Thanks for your input on regen. 

I was more thinking about max speed i get if the motor was run at lower voltage.

Doing some more thinking now i guess:

As torque is constant up to ca. 2730 rpm and torque drops at higher rpm i guess voltage @ motor increases from 0 to 360/sqrt(2) volts from 0 to 2730 rpm?

Above 2730 rpm more rpm is done with phase advance and thus torque drop?

So then: kv would be more like 10.6 rpm / motor volt

Gesendet von meinem E5823 mit Tapatalk


----------



## dcb (Dec 5, 2009)

you will probably be able to extract more useable power out of it using a controller fyi, like when it is spinning too slow for the pack, and better power factor. But you would need a buck converter feeding the pack also if the pack voltage is lower than the max anticipated output from the generator. Even if you just rectify the output of the generator you will want a buck converter, or at least something, to control the current and shut it off. 

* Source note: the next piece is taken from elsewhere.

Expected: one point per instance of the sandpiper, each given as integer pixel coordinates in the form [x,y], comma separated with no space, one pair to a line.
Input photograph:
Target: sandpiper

re: K/V, yah I was going to suggest looking at the torque graph. drops off at about 2700 rpm, and it is a 360v nominal pack, which figures to 7.777K/V but it is under a heavy load too with additional losses and interactions, so not exactly, K/V is a no-load measurement. The rest of the graph is field weakening, which seems unlikely to be much concern if you are considering a windmill, dunno what you have planned though. (edit, you did clarify, my bad)

If you just want to throw 180 volts at it I would scale it by 50% to the left and leave the grid numbers where they are and guess peak torque stops at ~1300 rpm (280nm).

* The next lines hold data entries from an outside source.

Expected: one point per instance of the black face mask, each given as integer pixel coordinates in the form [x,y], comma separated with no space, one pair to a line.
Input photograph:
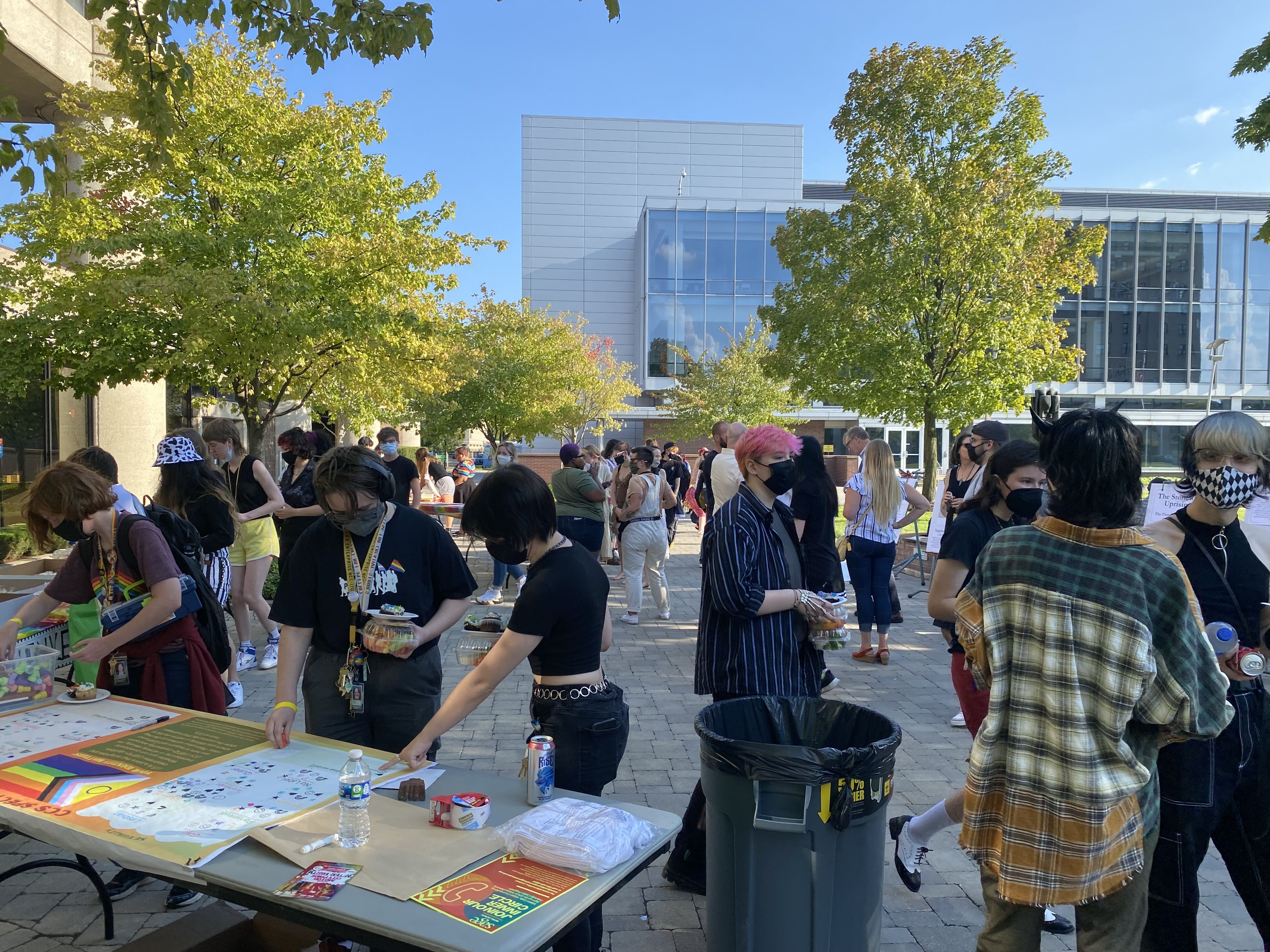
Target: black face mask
[1025,502]
[72,531]
[783,477]
[505,554]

edit: I don't know if the final taper on the right is representative, but if that is how it would drop off without field weakening, then KV could be as much as 5000rpm/360v.

edit2: I would imagine the efficiency part doesn't get scaled down in the attachment, but I was lazy.


----------



## dcb (Dec 5, 2009)

here, this one might be more realistic, just guessing. Hopefully you get the idea. So where w/360v you could make 150nm, @5000 rpm at 94% efficiency, at 180v @5000 rpm you can make 75nm at maybe 93% efficiency? Probably not real accurate at the extremes there though so I wouldn't count on it.


----------



## aquabiologist (Sep 8, 2017)

Thanks for the graphs, excellent!

Over the weekend I tried to excelify the leaf motor.

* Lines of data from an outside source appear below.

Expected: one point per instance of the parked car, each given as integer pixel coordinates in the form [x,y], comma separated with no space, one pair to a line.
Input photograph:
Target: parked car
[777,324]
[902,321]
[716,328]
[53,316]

https://drive.google.com/file/d/0B6CR2c8c9UP-TjU2MGZBdE0yV21OSENfQzdMMnp2VUk5Vnc0/view?usp=drivesdk


Yellow fields are for input. Seems to match your predictions pretty well

Gesendet von meinem E5823 mit Tapatalk


----------



## dcb (Dec 5, 2009)

so one thing I forgot to mention, is with field weakening on a pm motor, since you can push it well past the pack k/v limit, you can't just shut off field weakening at high rpm.

Also I don't know how suitable it is for a leaf motor, but a somewhat common thing to do with induction motors is to reconfigure them for a lower voltage, i.e. open it up and switch it from wye to delta (sqrt(3)), or reconfigure the poles in each phase to be in parallel (div by 2 or whatever). Occasionally folks will rewind them for lower voltage too, but that is a little involved. And a second hand leaf pack is like $2000, so hard to justify except in space limited scenarios.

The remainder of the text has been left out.